License: We grant you a limited, non-exclusive, non-transferable license to access and use our website for personal and non-commercial purposes. Any unauthorized use of our content is prohibited.
5. Limitation of Liability
No Warranty: Our website and services are provided on an “as is” and “as available” basis. We do not guarantee that our website will be error-free or uninterrupted.
Limitation: To the fullest extent permitted by law, Content Crest Media is not liable for any direct, indirect, incidental, or consequential damages arising out of your use of our website or services.
6. Indemnification
You agree to indemnify, defend, and hold harmless Content Crest Media, its affiliates, and their respective officers, directors, employees, and agents from any claims, liabilities, damages, and expenses, including attorney’s fees, arising out of your use of our website or services, your violation of these terms, or your infringement of any intellectual property or other rights.
7. Governing Law
These Terms and Conditions are governed by and construed in accordance with the laws of the jurisdiction in which Content Crest Media operates, without regard to its conflict of law principles.
8. Changes to Terms
We may update these Terms and Conditions from time to time. Any changes will be posted on this page, and the updated terms will take effect immediately upon posting.
9. Contact Information
If you have any questions about these Terms and Conditions, please contact us at:
Content Crest Media
For Service Use
TERMS AND CONDITIONS
Content Crest Media
Gujarat’s Premier Media Production & Marketing Agency
These Terms and Conditions (“Agreement”) form an integral part of the quotation provided by Content Crest Media (“Company,” “CCM,” “We,” “Us,” or “Our”) to the client (“Client,” “You,” or “Your”). By accepting the quotation or engaging Our services, You acknowledge that You have read, understood, and agree to be bound by these terms and conditions in their entirety.
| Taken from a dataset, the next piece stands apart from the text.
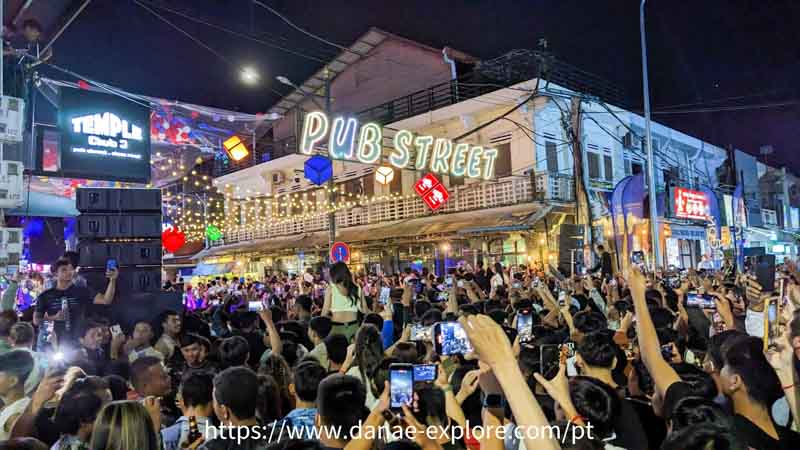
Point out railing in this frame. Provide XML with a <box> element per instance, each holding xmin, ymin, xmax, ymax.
<box><xmin>213</xmin><ymin>172</ymin><xmax>575</xmax><ymax>245</ymax></box>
1. QUOTATION AND ACCEPTANCE
1.1 The quotation provided is valid for a period of thirty (30) days from the date of issuance unless otherwise specified. After this period, pricing and availability are subject to review and revision.
1.2 Acceptance of the quotation may be communicated through written confirmation (email or letter), execution of a service agreement, payment of the advance amount, or commencement of services.
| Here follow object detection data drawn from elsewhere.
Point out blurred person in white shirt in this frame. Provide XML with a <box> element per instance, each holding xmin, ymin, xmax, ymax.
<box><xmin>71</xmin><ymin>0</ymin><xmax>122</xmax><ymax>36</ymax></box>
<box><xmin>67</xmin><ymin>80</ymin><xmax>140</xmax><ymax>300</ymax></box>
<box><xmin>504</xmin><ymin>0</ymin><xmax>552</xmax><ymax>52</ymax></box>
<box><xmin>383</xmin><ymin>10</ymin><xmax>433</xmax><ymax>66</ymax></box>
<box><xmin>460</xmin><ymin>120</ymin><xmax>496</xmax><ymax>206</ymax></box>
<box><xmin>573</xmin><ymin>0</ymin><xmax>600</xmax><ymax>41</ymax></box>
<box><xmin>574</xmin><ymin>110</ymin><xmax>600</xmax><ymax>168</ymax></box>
1.3 The quotation is based on the specifications, requirements, and information provided by the Client. Any change in project scope, specifications, or requirements may result in revised pricing.
1.4 All quotations are subject to availability of resources, talent, locations, and equipment at the time of project commencement.
2. SCOPE OF SERVICES
2.1 The services to be provided by the Company shall be strictly limited to those expressly set forth in the quotation, Service Agreement, or Statement of Work executed between the parties.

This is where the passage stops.